Für Polo Stäheli, so schien es, war die Redaktion vor allem ein Kostenfaktor; und überdies noch ein aufmüpfiger, oft rückwärtsgewandter und deshalb lästiger. Sukzessive wurden die an viel Freiheit gewohnten Journalisten an eine kürzere Leine genommen. Ihr Handlungsspielraum schränkte sich nicht nur durch wirtschaftliche Zwänge und durch die fortschreitende Digitalisierung ein, sondern auch durch die von Chefredaktor Spillmann initiierte Modernisierung der Zeitung mit der Devise »Layout first«. Plötzlich gab es verbindliche Längenvorgaben, in Millimetern für alle Texte, und für die Bebilderung waren drei frisch eingestellte Art Directors (AD) – davon zwei junge Damen – mit ungewohnt hoher Entscheidungsbefugnis verantwortlich. Sie mussten die ganze NZZ bebildern, obgleich sie keine Zeit hatten, die zu bebildernden Texte vorab zu lesen. Das war Aufgabe der alten Bildredaktion. Für die ADs zählte bloss das attraktivste Foto. Zwar wurde damit die Bebilderung der Zeitung insgesamt attraktiver, doch nur zum Preis hoher Konflikte mit der schreibenden Zunft. So erzürnten die ADs gleich zu Beginn das Ressort Zürich. Dieses hatte einen politisch-relevanten Artikel als Aufmacher vorgesehen. Doch die Damen pochten darauf, dass ein harmloser Beitrag zum monatlichen Pressecocktail im Zürcher Zoo an die Spitze komme, weil dieser sich eben gut bebildern liess. Das empfand die Redaktion als Affront. Von nun an hatte sie sich täglich mit den Bildverantwortlichen, bildlich gesprochen, zu duellieren. Letztere konnten diese Zweikämpfe nur gewinnen, indem sie die Unterstützung des Chefredaktors suchten und häufig auch fanden. Spillmann konnte sich erstaunlich lange mit den ADs unterhalten, wobei nie klar war, ob sein Interesse einzig der Sache oder nicht auch den Damen geschuldet war.
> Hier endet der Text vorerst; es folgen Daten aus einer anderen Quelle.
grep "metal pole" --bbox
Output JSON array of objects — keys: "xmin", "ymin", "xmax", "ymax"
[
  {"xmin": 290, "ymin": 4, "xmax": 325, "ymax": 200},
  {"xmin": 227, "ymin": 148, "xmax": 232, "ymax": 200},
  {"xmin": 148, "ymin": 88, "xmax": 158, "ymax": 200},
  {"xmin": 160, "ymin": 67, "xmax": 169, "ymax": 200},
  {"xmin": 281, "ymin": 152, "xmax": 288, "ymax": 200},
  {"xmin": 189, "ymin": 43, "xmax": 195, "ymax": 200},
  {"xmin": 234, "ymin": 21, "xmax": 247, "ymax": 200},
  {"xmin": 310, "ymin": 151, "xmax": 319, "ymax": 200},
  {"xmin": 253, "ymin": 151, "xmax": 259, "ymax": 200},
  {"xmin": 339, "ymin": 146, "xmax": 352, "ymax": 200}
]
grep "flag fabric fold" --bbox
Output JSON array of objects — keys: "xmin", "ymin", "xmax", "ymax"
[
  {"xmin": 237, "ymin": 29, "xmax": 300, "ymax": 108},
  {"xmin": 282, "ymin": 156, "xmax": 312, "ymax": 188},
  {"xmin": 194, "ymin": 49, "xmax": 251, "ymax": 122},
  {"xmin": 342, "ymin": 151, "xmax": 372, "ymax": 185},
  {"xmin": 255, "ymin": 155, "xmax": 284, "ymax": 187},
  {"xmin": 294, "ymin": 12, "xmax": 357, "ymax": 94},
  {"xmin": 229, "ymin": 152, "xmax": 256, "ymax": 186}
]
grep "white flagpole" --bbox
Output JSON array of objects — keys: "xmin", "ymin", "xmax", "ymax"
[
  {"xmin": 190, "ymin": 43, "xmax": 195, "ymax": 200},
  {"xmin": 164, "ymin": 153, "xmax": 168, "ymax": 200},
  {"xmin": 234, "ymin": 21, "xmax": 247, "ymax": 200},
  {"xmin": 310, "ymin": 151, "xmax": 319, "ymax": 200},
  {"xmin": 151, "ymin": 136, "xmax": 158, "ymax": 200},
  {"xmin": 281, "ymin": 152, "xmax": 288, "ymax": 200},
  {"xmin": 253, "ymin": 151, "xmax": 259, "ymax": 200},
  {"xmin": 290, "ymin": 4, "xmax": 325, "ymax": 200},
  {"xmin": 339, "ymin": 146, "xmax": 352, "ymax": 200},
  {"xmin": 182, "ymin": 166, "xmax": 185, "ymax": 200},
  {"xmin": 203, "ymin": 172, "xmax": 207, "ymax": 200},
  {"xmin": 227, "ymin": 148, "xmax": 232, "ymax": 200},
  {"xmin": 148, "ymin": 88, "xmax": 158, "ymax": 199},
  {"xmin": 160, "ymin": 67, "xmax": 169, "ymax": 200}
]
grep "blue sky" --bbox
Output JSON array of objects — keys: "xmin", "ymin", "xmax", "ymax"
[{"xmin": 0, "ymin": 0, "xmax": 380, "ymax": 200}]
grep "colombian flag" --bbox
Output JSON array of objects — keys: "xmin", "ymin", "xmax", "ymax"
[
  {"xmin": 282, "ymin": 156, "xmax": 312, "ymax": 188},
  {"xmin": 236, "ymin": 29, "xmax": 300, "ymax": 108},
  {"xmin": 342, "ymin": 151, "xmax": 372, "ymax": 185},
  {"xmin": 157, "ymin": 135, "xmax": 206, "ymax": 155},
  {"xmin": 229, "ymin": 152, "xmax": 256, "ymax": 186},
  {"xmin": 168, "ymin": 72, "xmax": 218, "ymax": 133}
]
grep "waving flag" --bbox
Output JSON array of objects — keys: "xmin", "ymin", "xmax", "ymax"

Inzwischen haben diese die NZZ längst wieder verlassen und das betriebliche Organigramm wurde um zusätzliche Hierarchiestufen erweitert. Anlässlich der Ernennung der langjährigen NZZ-Redaktorin Christina Neuhaus zur neuen Chefredaktorin von »NZZ Folio« im Mai 2019 zum Beispiel war im offiziellen Communiqué zu lesen, Neuhaus sei nicht nur Nicole Althaus unterstellt, welche die Gesamtleitung für die Strategie aller NZZ-Magazine innehat, sondern auch Daniel Wechlin, dem Stellvertretenden NZZ-Chefredaktor.29 Offensichtlich finden sich auch bei der Redaktion immer mehr Häuptlinge. Diese sonnen sich ebenso im Glanz der Marke NZZ wie dies die Teppichetage tut. Denn noch immer gilt: Wer mit der NZZ punkten kann, dem ist eine gewisse Ehrfurcht sicher. Deshalb stand auf Hugo Bütlers Visitenkarte noch 2019 – mehr als ein Jahrzehnt nach seinem Abschied von der Falkenstrasse: »Ehem. Chefredaktor der Neuen Zürcher Zeitung«.